Skyscraper development, however, is rarely a pretty or purely benevolent thing. There have been several projects proposed in Providence over the last few years whose aesthetics have really gotten me going, but whose underpinnings are way sketchy. Some are better than others — the new Westin tower will have a unionized workforce, was built with union labor, didn’t get a tax break, and is nice to look at. But it’s the exception to the rule: Every other crane that’s risen over downtown in the last few years has gone up in support of a project that’s received a huge tax break from the city, and sometimes from the state too, following from whimsical and arbitrary processes. (Frequently including a few well-placed campaign contributions, and a threat to leave the state.) And it usually gets said tax breaks with little or no assurance of the provision of local jobs, affordable housing, or anything else that makes it concretely beneficial to the people who are conceding the dough.

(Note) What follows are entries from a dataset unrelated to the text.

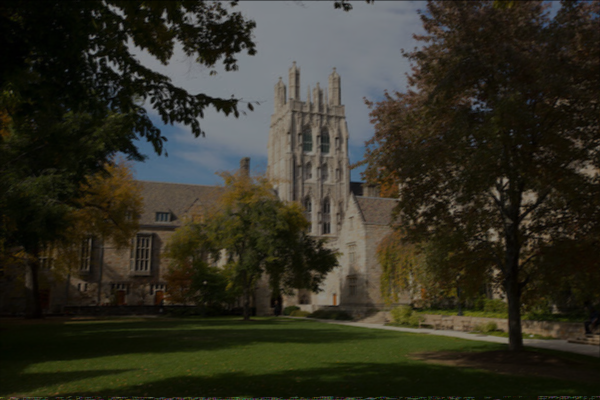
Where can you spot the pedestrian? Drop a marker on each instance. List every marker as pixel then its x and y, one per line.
pixel 277 308
pixel 592 323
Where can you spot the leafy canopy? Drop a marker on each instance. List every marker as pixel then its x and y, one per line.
pixel 496 145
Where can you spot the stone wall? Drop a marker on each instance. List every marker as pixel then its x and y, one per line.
pixel 558 330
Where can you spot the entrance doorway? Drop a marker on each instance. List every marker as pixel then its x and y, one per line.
pixel 159 297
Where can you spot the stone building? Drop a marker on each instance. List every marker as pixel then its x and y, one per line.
pixel 307 163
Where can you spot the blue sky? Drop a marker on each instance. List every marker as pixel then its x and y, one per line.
pixel 364 46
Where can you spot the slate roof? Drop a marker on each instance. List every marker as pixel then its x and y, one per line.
pixel 357 188
pixel 376 210
pixel 176 199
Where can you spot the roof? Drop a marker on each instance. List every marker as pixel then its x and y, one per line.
pixel 376 210
pixel 176 199
pixel 356 188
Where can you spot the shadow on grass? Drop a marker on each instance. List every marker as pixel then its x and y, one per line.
pixel 16 381
pixel 22 347
pixel 352 380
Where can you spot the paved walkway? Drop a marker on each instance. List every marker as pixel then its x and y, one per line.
pixel 560 345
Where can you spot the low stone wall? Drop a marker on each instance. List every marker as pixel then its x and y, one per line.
pixel 558 330
pixel 121 310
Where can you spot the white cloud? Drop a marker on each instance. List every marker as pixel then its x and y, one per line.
pixel 364 45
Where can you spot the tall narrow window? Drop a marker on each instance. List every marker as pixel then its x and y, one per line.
pixel 308 212
pixel 306 140
pixel 352 254
pixel 141 254
pixel 324 141
pixel 85 261
pixel 326 216
pixel 308 171
pixel 163 217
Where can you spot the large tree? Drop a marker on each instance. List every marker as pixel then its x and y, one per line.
pixel 496 145
pixel 257 234
pixel 73 94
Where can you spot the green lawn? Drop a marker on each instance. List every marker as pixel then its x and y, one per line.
pixel 224 357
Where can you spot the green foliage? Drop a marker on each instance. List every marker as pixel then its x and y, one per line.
pixel 258 234
pixel 495 306
pixel 296 356
pixel 491 148
pixel 99 71
pixel 299 313
pixel 331 314
pixel 405 315
pixel 486 327
pixel 401 314
pixel 289 309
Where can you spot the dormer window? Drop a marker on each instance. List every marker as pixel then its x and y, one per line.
pixel 163 217
pixel 306 140
pixel 324 141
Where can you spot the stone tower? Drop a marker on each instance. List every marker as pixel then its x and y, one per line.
pixel 308 151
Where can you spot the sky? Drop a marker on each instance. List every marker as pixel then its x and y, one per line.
pixel 364 45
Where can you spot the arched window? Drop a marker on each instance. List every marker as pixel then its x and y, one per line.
pixel 324 141
pixel 308 212
pixel 308 204
pixel 307 171
pixel 326 216
pixel 324 172
pixel 306 140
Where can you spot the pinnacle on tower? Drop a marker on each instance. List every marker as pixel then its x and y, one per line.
pixel 335 89
pixel 294 82
pixel 280 99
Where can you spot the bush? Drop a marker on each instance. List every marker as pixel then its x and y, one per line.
pixel 495 305
pixel 402 314
pixel 486 328
pixel 415 320
pixel 331 314
pixel 299 313
pixel 289 309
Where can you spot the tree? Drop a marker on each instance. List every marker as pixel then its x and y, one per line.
pixel 67 109
pixel 496 146
pixel 258 234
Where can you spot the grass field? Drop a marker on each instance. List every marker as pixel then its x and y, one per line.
pixel 224 357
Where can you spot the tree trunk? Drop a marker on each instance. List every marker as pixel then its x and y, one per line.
pixel 246 303
pixel 32 287
pixel 512 288
pixel 513 293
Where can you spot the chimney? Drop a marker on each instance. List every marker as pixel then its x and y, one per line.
pixel 245 166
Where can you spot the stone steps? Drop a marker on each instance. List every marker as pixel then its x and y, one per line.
pixel 380 317
pixel 591 339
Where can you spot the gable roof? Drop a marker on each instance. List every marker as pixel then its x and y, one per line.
pixel 176 199
pixel 376 210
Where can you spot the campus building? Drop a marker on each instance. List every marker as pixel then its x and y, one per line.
pixel 307 162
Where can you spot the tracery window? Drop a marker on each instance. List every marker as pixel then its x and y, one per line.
pixel 324 141
pixel 326 216
pixel 141 254
pixel 308 171
pixel 324 172
pixel 306 140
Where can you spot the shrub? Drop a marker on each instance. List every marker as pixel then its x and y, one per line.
pixel 495 305
pixel 299 313
pixel 415 319
pixel 486 328
pixel 402 314
pixel 289 309
pixel 331 314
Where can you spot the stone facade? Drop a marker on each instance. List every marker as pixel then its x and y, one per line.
pixel 307 162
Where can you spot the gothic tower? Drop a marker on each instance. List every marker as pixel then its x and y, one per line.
pixel 308 151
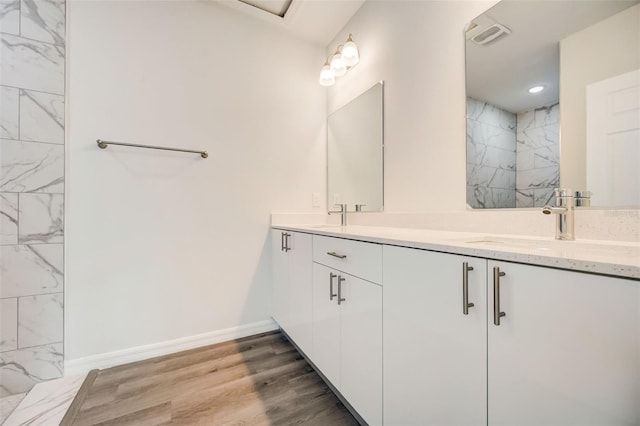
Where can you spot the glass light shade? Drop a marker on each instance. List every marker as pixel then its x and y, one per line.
pixel 337 65
pixel 350 54
pixel 326 76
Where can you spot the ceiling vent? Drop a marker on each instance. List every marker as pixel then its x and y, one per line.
pixel 490 34
pixel 274 7
pixel 484 30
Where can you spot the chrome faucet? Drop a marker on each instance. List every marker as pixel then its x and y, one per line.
pixel 564 212
pixel 343 213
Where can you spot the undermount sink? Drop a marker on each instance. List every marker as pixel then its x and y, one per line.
pixel 556 247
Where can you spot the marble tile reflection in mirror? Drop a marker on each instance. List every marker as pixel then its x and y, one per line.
pixel 513 137
pixel 355 153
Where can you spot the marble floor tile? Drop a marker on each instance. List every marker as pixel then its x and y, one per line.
pixel 31 167
pixel 8 404
pixel 8 324
pixel 47 402
pixel 22 369
pixel 8 218
pixel 41 218
pixel 43 20
pixel 30 270
pixel 40 320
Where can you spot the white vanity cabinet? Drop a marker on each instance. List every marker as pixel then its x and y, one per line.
pixel 567 350
pixel 435 350
pixel 291 296
pixel 347 321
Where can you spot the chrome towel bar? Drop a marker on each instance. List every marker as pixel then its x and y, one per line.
pixel 103 144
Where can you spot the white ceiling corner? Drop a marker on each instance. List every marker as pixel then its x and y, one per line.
pixel 316 21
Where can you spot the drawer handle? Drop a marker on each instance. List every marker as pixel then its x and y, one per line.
pixel 496 295
pixel 340 298
pixel 334 254
pixel 331 293
pixel 465 288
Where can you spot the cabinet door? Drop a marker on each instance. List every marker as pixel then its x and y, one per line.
pixel 299 297
pixel 434 354
pixel 567 350
pixel 326 324
pixel 361 347
pixel 280 276
pixel 291 296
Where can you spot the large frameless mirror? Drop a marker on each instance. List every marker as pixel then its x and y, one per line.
pixel 355 153
pixel 553 99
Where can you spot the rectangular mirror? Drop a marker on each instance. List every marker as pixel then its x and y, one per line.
pixel 355 153
pixel 523 143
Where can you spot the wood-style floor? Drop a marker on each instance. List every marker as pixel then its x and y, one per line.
pixel 258 380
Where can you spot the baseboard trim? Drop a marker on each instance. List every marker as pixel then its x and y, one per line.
pixel 110 359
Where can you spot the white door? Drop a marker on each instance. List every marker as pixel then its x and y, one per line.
pixel 361 347
pixel 435 356
pixel 613 140
pixel 567 350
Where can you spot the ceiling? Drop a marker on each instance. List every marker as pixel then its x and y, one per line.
pixel 501 71
pixel 317 21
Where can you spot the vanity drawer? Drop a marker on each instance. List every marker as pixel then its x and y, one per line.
pixel 357 258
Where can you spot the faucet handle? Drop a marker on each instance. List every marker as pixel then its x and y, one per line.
pixel 343 207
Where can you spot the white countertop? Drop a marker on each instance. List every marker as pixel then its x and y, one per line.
pixel 614 258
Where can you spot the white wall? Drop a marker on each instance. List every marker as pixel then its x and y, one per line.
pixel 417 48
pixel 162 246
pixel 617 41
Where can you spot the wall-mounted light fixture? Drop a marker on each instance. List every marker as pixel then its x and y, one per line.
pixel 337 64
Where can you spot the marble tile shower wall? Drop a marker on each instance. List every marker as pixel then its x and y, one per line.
pixel 31 192
pixel 491 156
pixel 538 157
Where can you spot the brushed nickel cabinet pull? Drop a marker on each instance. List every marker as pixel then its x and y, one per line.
pixel 496 295
pixel 331 293
pixel 465 288
pixel 340 298
pixel 334 254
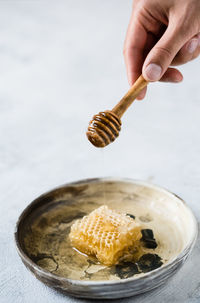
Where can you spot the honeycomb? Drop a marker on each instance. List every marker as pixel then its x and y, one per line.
pixel 106 234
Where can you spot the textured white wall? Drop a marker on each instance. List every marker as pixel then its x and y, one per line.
pixel 60 63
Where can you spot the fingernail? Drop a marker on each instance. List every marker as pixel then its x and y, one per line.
pixel 192 45
pixel 178 78
pixel 153 72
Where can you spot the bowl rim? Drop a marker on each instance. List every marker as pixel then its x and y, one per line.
pixel 144 276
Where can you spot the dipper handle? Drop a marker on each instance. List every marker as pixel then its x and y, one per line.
pixel 130 96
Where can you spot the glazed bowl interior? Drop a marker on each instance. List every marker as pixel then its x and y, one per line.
pixel 43 228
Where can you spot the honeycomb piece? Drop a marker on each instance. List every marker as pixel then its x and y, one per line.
pixel 105 234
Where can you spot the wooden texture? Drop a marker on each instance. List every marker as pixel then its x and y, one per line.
pixel 130 96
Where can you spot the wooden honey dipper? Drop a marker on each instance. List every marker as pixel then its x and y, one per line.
pixel 105 126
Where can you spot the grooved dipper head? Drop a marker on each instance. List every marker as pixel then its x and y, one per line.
pixel 103 129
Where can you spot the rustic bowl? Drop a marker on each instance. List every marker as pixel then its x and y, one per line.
pixel 171 219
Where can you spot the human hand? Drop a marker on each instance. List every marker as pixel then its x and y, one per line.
pixel 161 33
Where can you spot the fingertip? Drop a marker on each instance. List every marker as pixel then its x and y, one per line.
pixel 141 94
pixel 172 75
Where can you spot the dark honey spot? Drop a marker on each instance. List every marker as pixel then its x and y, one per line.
pixel 149 262
pixel 131 216
pixel 126 270
pixel 148 238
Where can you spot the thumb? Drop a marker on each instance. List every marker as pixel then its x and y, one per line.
pixel 163 53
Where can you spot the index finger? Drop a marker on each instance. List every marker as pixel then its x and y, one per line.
pixel 134 50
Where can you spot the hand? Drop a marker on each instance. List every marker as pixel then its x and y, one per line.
pixel 161 33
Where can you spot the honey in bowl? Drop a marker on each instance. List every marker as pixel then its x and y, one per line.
pixel 50 244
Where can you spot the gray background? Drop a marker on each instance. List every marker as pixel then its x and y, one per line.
pixel 60 63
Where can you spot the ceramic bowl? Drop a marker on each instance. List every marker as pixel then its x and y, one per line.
pixel 42 236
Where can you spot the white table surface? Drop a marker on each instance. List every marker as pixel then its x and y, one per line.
pixel 60 63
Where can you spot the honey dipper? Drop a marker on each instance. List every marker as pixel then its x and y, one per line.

Two of the more notable projects of the last couple of years are in limbos of sorts. 110 Westminster, responsible for the hole next to the Turk’s Head, has been announced and re-announced and re-announced again over the last several years. It was to be quite the spectacle: The tallest building in town and the tallest residential structure in all of New England, full of condos selling for up to $2.5 million a pop. It’s now clear that the deal is off, but there might be a W Hotel coming instead.
Also up in the air is the new headquarters for insurer (and frequent payer-offer of state officials), Blue Cross and Blue Shield of Rhode Island. A few years ago, the City gave a tax break to the two-tower Waterplace condo development, with a prospective tax break for the third and fourth build-able pads to the north of the towers. In retrospect it’s clear that this was a mistake, especially as there weren’t stringent restrictions on what sorts of projects would be eligible for the tax break. Blue Cross already rents from four different buildings in downtown Providence, and wants to consolidate its operations in a single building on the Waterplace site. That’s probably an okay idea in the abstract, but in practice it means that Blue Cross will get a $25 million tax break to move from one part of town to another, and that’s pretty dumb. The City Council is trying to figure out if it can block the move, but it seems unlikely.
But from a purely aesthetic standpoint the building looks great, and might represent the only chance we’ll have to save the appearance of Waterplace park: It merges the mod-glassiness of the GTech building with the scale of the horrific Waterplace towers; the height’s ideal for the location, and the lower floors’ pacing interacts well with the streetscape. And it’s in the perfect spot to give the skyline a bit more depth, which it’s been gaining, but still lacks.